Clothes can divulge many details about the character of the person wearing them. In this case, one article of clothing, namely a dress, has revealed how weather forecasting was conducted in North America during the 1800s. Concealed in the secret pocket of a brown silk dress were paper notes with messages written in code.
According to the National Oceanic and Atmospheric Administration (NOAA), the silk bustle dress was from the 1880s. In 2013, an archaeologist named Sarah Rivers Cofield saw the dress for sale at an antique mall in Maine. She often collected old dresses and handbags for fun and was drawn to this particular dress because of its metal buttons and elaborate folds.
Upon closer inspection of the garment while at home, she discovered a secret pocket sewn in the seams of the skirt, which held crumpled handwritten notes. The notes contained lines of text filled with seemingly random words.
One line read, “Bismark, omit, leafage, buck, bank.” Another read, “Calgary, Cuba, unguard, confute, duck, fagan.” A third listed the words “Spring, wilderness, lining, one, reading, novice.”
Rivers Cofield posted about her strange discovery online in the hopes that someone would be able to help crack the code. Soon enough, several theories began trickling in. Many stated that the messages appeared to be some kind of telegraphic code, especially since the notes and the dress came from a time when sending telegraphs became a common form of communication.
The invention of the telegraph completely changed the entire infrastructure of communication across the globe. People could send and receive messages more quickly than ever. In the United States, they contacted each other through telegram by making a series of long and short taps on one end of the wire.

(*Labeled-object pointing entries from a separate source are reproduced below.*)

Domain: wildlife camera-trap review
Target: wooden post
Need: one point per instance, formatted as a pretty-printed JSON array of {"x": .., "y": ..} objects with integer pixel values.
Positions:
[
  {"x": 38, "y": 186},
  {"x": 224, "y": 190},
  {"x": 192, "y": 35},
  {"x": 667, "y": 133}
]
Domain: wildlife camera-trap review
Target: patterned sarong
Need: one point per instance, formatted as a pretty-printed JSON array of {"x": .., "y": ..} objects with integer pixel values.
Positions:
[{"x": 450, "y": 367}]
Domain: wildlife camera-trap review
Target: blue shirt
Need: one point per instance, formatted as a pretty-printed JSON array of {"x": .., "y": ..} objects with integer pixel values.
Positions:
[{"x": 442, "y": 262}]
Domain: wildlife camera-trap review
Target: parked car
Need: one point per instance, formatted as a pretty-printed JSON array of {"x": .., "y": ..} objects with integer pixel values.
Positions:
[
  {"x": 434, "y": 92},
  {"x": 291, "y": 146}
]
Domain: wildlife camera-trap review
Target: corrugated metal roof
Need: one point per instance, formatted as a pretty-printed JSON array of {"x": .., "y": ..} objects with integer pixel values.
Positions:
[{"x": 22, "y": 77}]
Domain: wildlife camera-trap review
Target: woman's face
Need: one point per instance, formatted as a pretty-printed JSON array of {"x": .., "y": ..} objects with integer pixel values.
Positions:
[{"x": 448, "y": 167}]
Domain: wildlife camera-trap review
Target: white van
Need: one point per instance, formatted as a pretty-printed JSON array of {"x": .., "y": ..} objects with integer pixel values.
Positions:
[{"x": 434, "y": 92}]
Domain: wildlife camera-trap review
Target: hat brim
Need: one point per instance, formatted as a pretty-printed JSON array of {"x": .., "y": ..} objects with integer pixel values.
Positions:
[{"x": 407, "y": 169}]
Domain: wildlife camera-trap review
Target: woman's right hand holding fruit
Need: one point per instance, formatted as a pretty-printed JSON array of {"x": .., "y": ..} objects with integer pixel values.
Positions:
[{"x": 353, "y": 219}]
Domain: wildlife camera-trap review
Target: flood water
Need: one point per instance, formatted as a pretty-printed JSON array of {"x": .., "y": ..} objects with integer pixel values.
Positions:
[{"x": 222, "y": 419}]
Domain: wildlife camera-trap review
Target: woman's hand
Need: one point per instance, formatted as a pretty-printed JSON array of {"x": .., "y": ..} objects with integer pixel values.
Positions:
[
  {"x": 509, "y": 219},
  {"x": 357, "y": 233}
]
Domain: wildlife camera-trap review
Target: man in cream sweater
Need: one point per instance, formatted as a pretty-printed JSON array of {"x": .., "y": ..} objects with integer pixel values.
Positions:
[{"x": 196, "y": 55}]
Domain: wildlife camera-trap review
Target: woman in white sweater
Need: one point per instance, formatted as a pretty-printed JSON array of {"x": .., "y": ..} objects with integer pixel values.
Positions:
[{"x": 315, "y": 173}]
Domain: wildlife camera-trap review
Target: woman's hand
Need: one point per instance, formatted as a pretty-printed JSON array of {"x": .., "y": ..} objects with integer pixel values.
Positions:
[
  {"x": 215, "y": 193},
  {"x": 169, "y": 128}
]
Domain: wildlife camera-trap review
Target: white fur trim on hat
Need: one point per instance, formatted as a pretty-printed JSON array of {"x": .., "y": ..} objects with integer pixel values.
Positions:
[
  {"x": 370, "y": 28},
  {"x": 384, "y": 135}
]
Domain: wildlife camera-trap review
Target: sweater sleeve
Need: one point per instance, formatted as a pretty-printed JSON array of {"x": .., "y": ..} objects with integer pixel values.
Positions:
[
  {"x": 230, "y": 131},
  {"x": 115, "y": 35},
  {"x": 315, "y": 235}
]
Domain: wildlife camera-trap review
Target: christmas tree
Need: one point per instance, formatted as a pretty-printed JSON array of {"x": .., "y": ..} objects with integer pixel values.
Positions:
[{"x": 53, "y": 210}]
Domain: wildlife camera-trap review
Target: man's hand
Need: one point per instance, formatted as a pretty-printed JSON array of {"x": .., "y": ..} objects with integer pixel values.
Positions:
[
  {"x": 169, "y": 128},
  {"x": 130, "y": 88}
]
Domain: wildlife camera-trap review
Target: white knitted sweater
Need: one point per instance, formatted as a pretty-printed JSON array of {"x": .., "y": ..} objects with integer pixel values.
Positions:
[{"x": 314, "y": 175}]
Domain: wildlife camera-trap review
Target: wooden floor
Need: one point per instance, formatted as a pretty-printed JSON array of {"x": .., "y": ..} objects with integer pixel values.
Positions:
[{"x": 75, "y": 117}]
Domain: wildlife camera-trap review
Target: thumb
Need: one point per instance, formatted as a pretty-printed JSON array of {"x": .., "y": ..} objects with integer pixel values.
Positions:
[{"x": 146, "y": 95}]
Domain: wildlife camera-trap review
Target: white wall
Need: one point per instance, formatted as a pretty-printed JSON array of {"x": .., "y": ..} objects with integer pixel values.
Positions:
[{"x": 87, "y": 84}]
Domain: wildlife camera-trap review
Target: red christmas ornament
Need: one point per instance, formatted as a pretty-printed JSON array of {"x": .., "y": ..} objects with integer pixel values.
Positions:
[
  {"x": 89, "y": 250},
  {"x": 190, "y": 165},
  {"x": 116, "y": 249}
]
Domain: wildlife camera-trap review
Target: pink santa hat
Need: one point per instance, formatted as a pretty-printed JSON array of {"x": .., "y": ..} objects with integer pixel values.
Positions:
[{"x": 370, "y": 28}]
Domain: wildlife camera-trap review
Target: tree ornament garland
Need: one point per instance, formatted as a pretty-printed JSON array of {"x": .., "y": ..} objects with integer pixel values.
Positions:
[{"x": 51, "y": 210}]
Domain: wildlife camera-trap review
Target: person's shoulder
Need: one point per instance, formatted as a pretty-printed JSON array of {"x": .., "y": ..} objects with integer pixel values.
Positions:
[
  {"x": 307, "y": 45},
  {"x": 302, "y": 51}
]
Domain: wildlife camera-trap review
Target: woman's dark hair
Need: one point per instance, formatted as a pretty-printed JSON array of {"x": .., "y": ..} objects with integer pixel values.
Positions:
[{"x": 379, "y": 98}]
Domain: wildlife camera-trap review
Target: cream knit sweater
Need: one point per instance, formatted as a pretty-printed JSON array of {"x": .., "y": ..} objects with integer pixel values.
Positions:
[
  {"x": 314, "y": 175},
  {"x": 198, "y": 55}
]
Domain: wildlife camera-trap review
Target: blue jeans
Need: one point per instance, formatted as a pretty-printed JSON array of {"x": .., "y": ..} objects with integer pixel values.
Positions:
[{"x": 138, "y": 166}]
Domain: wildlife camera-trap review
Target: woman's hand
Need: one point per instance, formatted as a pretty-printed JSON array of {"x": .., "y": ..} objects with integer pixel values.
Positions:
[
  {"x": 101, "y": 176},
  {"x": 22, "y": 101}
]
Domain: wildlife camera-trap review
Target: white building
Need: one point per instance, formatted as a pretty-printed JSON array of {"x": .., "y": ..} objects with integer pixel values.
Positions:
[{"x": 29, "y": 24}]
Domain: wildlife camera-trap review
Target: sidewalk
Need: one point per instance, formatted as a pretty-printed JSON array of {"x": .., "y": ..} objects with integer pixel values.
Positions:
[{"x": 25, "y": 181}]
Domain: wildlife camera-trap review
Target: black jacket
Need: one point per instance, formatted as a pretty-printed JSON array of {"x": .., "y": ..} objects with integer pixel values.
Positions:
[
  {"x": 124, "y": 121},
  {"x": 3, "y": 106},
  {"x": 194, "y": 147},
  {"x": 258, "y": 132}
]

An operator would record these taps on the other end as visible dots and dashes, which could be sent several towns over. Too many words could make communicating by telegraph expensive since companies would charge by the number of words, so a type of shorthand was developed to keep costs down.
The telegram theory was promising, but the meaning of the messages remained a mystery for another decade. Finally, Wayne Chan, a researcher from the University of Manitoba, realized that the weather code used by the U.S. Army Signal Corps was similar to the codewords from the dress. To confirm the connection, he studied a copy of a weather telegraph codebook published in 1892.
After sifting through other resources from the NOAA, he determined that the messages were from Signal Service weather stations in the U.S. and Canada. He also learned that each line written on the papers contained codes about the weather in certain locations.

evelinphoto – stock.adobe.com – illustrative purposes only
The first word represented the location of the weather station, followed by code words for air temperature/barometric pressure, de point, precipitation/wind direction, cloud observations, wind velocity, and sunset observations.
Further research led him to discover that the weather observations from the notes were taken on May 27, 1888. As for the woman who owned the brown silk dress, her identity is still a big question mark.